For Nhu Nguyen, Country Manager at Swinburne’s Vietnam Office, Lunar New Year is an important time for family, but just as important to reflect and recharge for the year ahead.
‘Lunar New Year is a precious occasion for family. Wherever we are, and no matter how busy we are, we leave it all behind. It is not only a time that we spend with our family, but also a time to focus on ourselves,’ said Nhu.
“To me, I put more weight on spending time with myself. After a long year of work, facing many ups and downs, we all need to recharge and being with family is the best way to do that. When we return home to where we belong, it always makes me feel that I am loved and cared for being surrounded by my loved ones.”
Delicious dishes and childhood memories
Bruce Li, Manager, Channel and Partner Success, recalls childhood memories of midnight fireworks and his family’s New Year feast – including a favourite dish full of tradition and nostalgia.
‘My favourite dish is Eight Treasure Rice. In Chinese it’s called Babaofan. It’s a traditional and popular dish made of sticky rice with lotus seeds, red dates, longan, melon seeds and raisins on the top. The Eight Treasure Rice has a good representation of longevity, harmonious marriage, auspiciousness, sweetness, and smooth things, in addition to the meaning of reunion.’ said Bruce.
A Lunar New year feast including dumplings cooked by Bruce Li.
For Ming, her favourite childhood memories also centre on food.

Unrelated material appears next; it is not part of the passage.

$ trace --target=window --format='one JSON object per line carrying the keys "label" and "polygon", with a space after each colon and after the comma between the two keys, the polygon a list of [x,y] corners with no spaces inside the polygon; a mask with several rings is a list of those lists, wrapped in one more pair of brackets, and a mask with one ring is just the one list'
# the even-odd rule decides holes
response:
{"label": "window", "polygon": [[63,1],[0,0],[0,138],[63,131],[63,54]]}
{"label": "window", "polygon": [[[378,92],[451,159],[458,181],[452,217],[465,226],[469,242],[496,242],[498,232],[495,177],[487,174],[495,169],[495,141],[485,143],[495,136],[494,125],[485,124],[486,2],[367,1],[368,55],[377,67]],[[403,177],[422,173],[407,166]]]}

‘Without a doubt, making dumplings with the extended family is top of the list. Relatives come from everywhere to celebrate together and there are never enough chairs to sit everyone,’ said Ming.
Happy Lunar New Year!
We wish all our students and staff acknowledging the Lunar New Year a safe and happy celebration. May this new year be filled with happiness, prosperity, and many precious moments with your loved ones.
Diversity at Swinburne
At Swinburne, we cultivate and respect the strength that cultural diversity creates. Swinburne was the first university in Australia to launch a Charter of Cultural Diversity, which reaffirms our acknowledgement and respect for the many cultures that make up the Swinburne community.